O rapaz estava cansado. Não lembrava a última vez que tinha deitado numa cama confortável. Quando abriu a porta de casa, voltando da viagem em que vinha conhecendo vários lugares maravilhosos, não pôde pensar em outra coisa além de um banho e um bom descanso numa cama de verdade. Seus pais não estavam em casa, mas ele tinha as chaves que haviam pertencido à sua irmã antes dela casar. Há muito ele não via a fámília e os amigos com os quais havia crescido. Na manhã seguinte iria passar todo o seu tempo visitando os mais chegados e botando o papo em dia. Entrou no banheiro e tomou um banho demorado. Foi até a cozinha, preparou algo para comer, pegou seu diskman e colocou o CD do Pixies que comprara numa loja esquecida no fundo de uma galeria quando voltava para casa.

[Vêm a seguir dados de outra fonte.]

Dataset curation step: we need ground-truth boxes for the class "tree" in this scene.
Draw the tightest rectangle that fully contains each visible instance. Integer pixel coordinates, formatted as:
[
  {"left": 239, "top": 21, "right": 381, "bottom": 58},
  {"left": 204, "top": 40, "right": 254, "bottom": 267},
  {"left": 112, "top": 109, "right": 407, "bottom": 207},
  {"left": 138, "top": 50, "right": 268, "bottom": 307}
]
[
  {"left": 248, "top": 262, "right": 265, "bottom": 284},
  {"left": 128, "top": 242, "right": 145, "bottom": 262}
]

Desligou a luz do quarto e com o volume no máximo foi até o armário para guardar um dinheiro que havia economizado no cofre que seus pais haviam colocado lá. Ele não ouviu quando abriram a porta da sala e perguntaram assustados quem estava lá; nem quando empurrando a porta do quarto seu pai lhe deu dois tiros nas costas lhe deixando estirado no carpete, sangrando. O pai, que não via o filho desde o início do ano que passara, não pôde fazer nada além de chorar enquanto colocava o revólver na boca e puxava o gatilho com uma dor enorme em seu coração. No CD terminava a música DEAD...
Your world is an ashtray, we burn and coil like cigarretes; the more you cry your ashes turn to mud.

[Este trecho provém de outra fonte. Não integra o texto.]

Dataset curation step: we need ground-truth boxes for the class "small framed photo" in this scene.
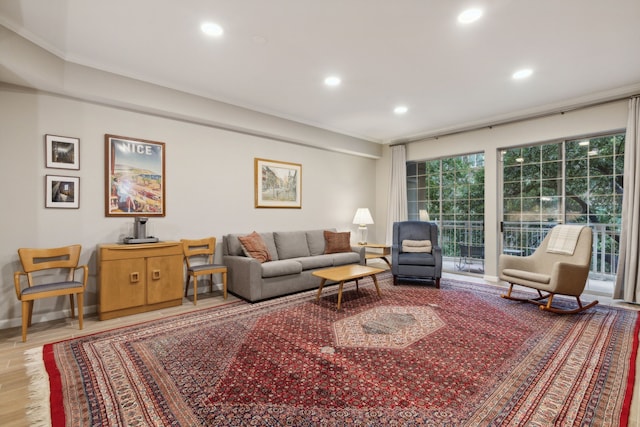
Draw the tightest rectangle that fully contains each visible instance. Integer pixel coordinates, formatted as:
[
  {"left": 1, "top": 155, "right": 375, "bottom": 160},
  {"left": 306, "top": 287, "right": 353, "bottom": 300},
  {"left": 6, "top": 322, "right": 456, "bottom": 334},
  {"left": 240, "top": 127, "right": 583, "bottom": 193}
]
[
  {"left": 44, "top": 135, "right": 80, "bottom": 170},
  {"left": 45, "top": 175, "right": 80, "bottom": 209},
  {"left": 254, "top": 158, "right": 302, "bottom": 209}
]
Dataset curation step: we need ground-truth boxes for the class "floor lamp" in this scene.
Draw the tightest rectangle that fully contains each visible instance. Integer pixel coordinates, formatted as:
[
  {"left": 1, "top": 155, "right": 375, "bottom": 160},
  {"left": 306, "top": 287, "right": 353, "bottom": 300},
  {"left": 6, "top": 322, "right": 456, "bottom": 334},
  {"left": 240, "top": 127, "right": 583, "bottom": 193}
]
[{"left": 353, "top": 208, "right": 373, "bottom": 245}]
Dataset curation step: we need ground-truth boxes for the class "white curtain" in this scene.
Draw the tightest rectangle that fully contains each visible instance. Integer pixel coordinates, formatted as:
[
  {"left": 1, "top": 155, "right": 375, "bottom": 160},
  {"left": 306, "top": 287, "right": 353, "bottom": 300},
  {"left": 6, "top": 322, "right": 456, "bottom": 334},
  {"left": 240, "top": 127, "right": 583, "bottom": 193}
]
[
  {"left": 387, "top": 145, "right": 408, "bottom": 245},
  {"left": 613, "top": 97, "right": 640, "bottom": 303}
]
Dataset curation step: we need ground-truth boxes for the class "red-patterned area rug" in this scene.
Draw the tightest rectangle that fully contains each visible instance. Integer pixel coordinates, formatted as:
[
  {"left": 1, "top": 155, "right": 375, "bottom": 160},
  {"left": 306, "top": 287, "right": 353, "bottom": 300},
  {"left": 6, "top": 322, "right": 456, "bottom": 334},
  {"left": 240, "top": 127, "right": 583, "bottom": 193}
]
[{"left": 25, "top": 273, "right": 638, "bottom": 426}]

Ele havia começado o dia mal. Tropeçou na cama quando levantou, deu uma topada na geladeira, derramou o leite no fogão, manchou a camisa do trabalho, aumentou a mancha ao tentar limpar, quando chegou ao portão teve de voltar para pegar a chave que havia esquecido. Saiu impaciente pensando no que falaria ao patrão quando chegasse atrasado pela terceira vez na semana. Mal chegou no ponto de ônibus e um taxista apressado passou por uma poça d´água que para alívio dos transeuntes não era grande o suficiente para molhar mais que um deles. Foi logo fazendo sinal para o ônibus, lotado, que se aproximava moroso. Pagou a passagem, o trocador não tinha troco, se acomodou ao lado de um gordo que suava feito louco só pra esperar até que pudesse recuperar seu raríssimo dinheiro, que é claro, viria na forma de vales transporte. Não estava preocupado com o que viria. Já havia se acostumado com a maré de azar que o perseguia implacavelmente. Estava com fome, pois não havia tido tempo de tomar café; dormir tarde não é bom negócio. Ele teria visto um bom filme na noite passada se a luz não houvesse acabado no minuto final. Com toda a certeza não tinha sorte mesmo. Com trinta e cinco anos não havia se casado. Não por não ter tentado algumas vezes, mas porque não tinha sorte nem mesmo com as mulheres. Como dizem que quem não tem sorte no jogo a consegue no amor, achou que a recíproca poderia ser verdadeira e resolveu jogar na loteria. Pegou um cartão, na última semana, foi até a mesinha no canto escuro da lotérica e tomou para si uma dessas canetas que ficam amarradas no balcão para não serem levadas por cleptomaníacos, fez seu jogo com dificuldade. A caneta falhava muito e não havia outra. Foi decidido até o caixa e pagou o bilhete. Agora, no ônibus ele se lembrara do jogo quando guardava o troco que estava esperando. O bilhete todo esfarelado que a empregada havia deixado na calça sem conferir antes de jogá-la na máquina de lavar. Pegou o bilhete, abriu com cuidado para que não se desintegrasse. Pegou o jornal em sua pasta e foi conferir o jogo. 05, 07, 29, 31, 34 e 42. Seu coração disparou sua bochecha ficou vermelha uma dor lhe correu o peito e ele caiu morto sem ao menos notar a linda moça que o observava desde que entrara no ônibus e agora perdia todas as esperanças de casar com o homem que havia esperado por toda a vida.
Your world is an ashtray, we burn and coil like cigarretes; the more you cry your ashes turn to mud.